Il sogno di Malainin è redigere la storia del suo popolo attraverso l'ascolto delle persone più anziane di lui. Un sogno che sta iniziando a realizzarsi grazie a un progetto finanziato dal Ministero degli affari esteri, dalla Regione Emilia-Romagna e dal Comune di Forlì, con il supporto scientifico dell'Università di Bologna (i docenti Giuliana Laschi e Marco Balboni) e del Comitato internazionale per lo sviluppo dei popoli. Perché tutti abbiamo il dovere di trasmettere la memoria e di fare ascoltare molte voci, come quella del vecchio poeta.

Faccio per alzarmi ma, prima che la luce del deserto riesca a colpirmi di nuovo, il cantore mi ferma. Vuole regalarmi una poesia: "Fanciulla, non è bene lasciare le cose così / lente, fiacche. / Quelli che ci sono, sono stanchi, e gli altri non ci sono più. / Ascoltami, ti prego, / da molti anni vorrei cingere la mia veste,2 / il tempo logora persino chi è coraggioso. / Ma solo il coraggio risolve i problemi. / Il mio non è altro che un monito / per il fine che tutti conoscono". Poi mi saluta, portando la mano sul cuore, in segno di amicizia.3


Note

(1) Il termine francese si riferisce ai poeti e cantori tradizionali dell'Africa Occidentale.
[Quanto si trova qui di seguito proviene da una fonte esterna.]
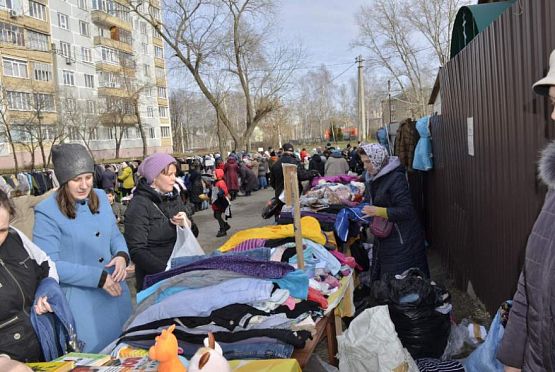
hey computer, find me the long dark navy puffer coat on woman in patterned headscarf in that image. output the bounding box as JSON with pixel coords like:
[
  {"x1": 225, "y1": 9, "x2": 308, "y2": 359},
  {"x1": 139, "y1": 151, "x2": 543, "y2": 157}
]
[{"x1": 366, "y1": 157, "x2": 430, "y2": 279}]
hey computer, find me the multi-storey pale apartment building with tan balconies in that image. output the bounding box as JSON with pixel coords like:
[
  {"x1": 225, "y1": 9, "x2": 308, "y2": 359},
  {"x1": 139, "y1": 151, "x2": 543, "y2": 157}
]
[{"x1": 0, "y1": 0, "x2": 172, "y2": 169}]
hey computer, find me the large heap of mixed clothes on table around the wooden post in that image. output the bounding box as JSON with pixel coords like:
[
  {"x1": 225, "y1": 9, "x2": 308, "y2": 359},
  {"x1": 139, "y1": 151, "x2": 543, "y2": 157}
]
[{"x1": 105, "y1": 217, "x2": 355, "y2": 359}]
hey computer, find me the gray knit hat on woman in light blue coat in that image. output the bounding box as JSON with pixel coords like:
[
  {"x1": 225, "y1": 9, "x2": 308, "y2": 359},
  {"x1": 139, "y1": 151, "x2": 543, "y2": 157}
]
[{"x1": 52, "y1": 143, "x2": 94, "y2": 185}]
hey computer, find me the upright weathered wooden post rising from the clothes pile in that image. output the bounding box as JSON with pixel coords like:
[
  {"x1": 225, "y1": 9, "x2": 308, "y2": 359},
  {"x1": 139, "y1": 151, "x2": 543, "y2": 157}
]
[{"x1": 281, "y1": 164, "x2": 304, "y2": 270}]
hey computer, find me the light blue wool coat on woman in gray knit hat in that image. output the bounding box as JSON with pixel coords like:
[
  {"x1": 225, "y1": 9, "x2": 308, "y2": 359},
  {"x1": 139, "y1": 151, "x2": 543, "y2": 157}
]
[{"x1": 33, "y1": 189, "x2": 131, "y2": 352}]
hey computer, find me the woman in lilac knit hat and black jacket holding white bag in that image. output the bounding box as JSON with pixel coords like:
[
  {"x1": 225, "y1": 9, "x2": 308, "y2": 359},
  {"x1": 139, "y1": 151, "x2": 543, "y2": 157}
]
[{"x1": 125, "y1": 153, "x2": 191, "y2": 290}]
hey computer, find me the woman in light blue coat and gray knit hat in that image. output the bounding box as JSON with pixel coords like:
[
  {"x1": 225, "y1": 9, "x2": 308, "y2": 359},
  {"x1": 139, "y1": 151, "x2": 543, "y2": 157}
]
[{"x1": 33, "y1": 144, "x2": 131, "y2": 352}]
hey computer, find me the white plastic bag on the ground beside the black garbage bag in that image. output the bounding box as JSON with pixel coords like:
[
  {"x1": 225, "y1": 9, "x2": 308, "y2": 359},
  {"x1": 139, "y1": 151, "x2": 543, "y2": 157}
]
[{"x1": 337, "y1": 306, "x2": 418, "y2": 372}]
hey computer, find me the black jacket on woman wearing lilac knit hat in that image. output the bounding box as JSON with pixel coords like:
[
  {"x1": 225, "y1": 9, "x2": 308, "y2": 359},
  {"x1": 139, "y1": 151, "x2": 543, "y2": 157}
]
[{"x1": 124, "y1": 178, "x2": 186, "y2": 290}]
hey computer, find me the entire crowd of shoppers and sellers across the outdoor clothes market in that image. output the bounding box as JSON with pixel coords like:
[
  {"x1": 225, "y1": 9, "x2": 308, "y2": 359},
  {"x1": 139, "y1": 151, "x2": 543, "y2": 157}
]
[{"x1": 0, "y1": 51, "x2": 555, "y2": 371}]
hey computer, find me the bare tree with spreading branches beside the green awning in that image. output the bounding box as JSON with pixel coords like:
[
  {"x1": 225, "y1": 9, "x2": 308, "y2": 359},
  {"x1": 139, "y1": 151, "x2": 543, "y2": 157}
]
[{"x1": 354, "y1": 0, "x2": 470, "y2": 115}]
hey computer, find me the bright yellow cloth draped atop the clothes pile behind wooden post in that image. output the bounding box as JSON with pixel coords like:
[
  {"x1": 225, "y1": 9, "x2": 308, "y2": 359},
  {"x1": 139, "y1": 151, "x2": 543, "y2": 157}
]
[{"x1": 219, "y1": 217, "x2": 326, "y2": 252}]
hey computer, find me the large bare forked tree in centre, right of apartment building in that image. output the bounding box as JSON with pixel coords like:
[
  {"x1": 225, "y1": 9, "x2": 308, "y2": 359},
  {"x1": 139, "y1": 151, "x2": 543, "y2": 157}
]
[{"x1": 127, "y1": 0, "x2": 301, "y2": 149}]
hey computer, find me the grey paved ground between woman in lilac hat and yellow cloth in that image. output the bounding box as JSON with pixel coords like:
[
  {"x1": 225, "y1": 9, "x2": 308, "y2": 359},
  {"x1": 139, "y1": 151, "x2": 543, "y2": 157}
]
[{"x1": 193, "y1": 189, "x2": 274, "y2": 253}]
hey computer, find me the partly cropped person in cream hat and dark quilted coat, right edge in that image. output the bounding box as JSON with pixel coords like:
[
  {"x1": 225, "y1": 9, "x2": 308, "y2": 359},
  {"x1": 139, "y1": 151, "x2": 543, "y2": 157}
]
[{"x1": 497, "y1": 50, "x2": 555, "y2": 372}]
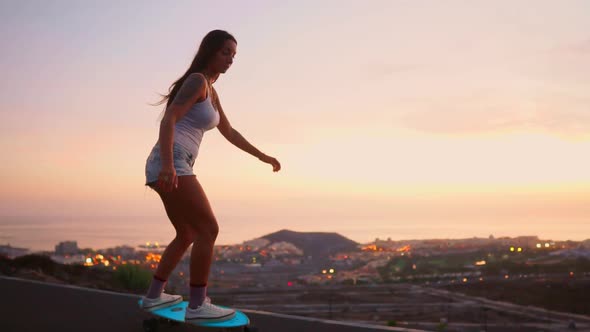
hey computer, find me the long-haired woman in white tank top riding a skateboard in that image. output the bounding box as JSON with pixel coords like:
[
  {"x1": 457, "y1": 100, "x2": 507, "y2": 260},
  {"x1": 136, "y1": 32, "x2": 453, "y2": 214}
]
[{"x1": 142, "y1": 30, "x2": 281, "y2": 322}]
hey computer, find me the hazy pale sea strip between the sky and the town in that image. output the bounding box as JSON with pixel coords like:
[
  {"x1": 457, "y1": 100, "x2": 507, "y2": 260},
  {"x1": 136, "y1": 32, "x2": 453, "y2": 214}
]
[{"x1": 0, "y1": 216, "x2": 590, "y2": 251}]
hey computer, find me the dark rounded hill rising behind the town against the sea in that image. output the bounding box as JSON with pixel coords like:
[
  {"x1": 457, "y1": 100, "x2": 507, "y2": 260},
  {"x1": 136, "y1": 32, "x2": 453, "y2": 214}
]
[{"x1": 262, "y1": 229, "x2": 359, "y2": 260}]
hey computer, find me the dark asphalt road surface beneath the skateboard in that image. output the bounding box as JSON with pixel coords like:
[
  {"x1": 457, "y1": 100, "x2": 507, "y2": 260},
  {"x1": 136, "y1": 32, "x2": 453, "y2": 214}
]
[{"x1": 0, "y1": 277, "x2": 426, "y2": 332}]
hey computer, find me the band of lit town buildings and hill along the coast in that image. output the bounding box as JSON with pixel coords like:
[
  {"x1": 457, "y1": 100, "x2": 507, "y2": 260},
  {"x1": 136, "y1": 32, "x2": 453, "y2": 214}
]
[{"x1": 0, "y1": 230, "x2": 590, "y2": 288}]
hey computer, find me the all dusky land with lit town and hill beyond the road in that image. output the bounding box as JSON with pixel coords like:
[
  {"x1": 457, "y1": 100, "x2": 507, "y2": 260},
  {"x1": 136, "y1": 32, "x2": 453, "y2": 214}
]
[{"x1": 0, "y1": 230, "x2": 590, "y2": 331}]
Attualmente i più noti e studiati sono quelli dell'Africa subsahariana (Senegal, Mali, Gambia, Guinea e Burkina Faso).

(2) L'espressione "cingere la veste" allude al gesto di prepararsi a partire.

(3) L'autrice ringrazia Mohamed Fadel Abid Hamadi per la preziosa traduzione, e Fabio Campioli, presidente dell'Associazione di solidarietà con il Popolo Saharawi "Kabara Lagdaf", per l'esempio di impegno costante e sincero in difesa dei valori della libertà e della pace (www.kabaralagdaf.org).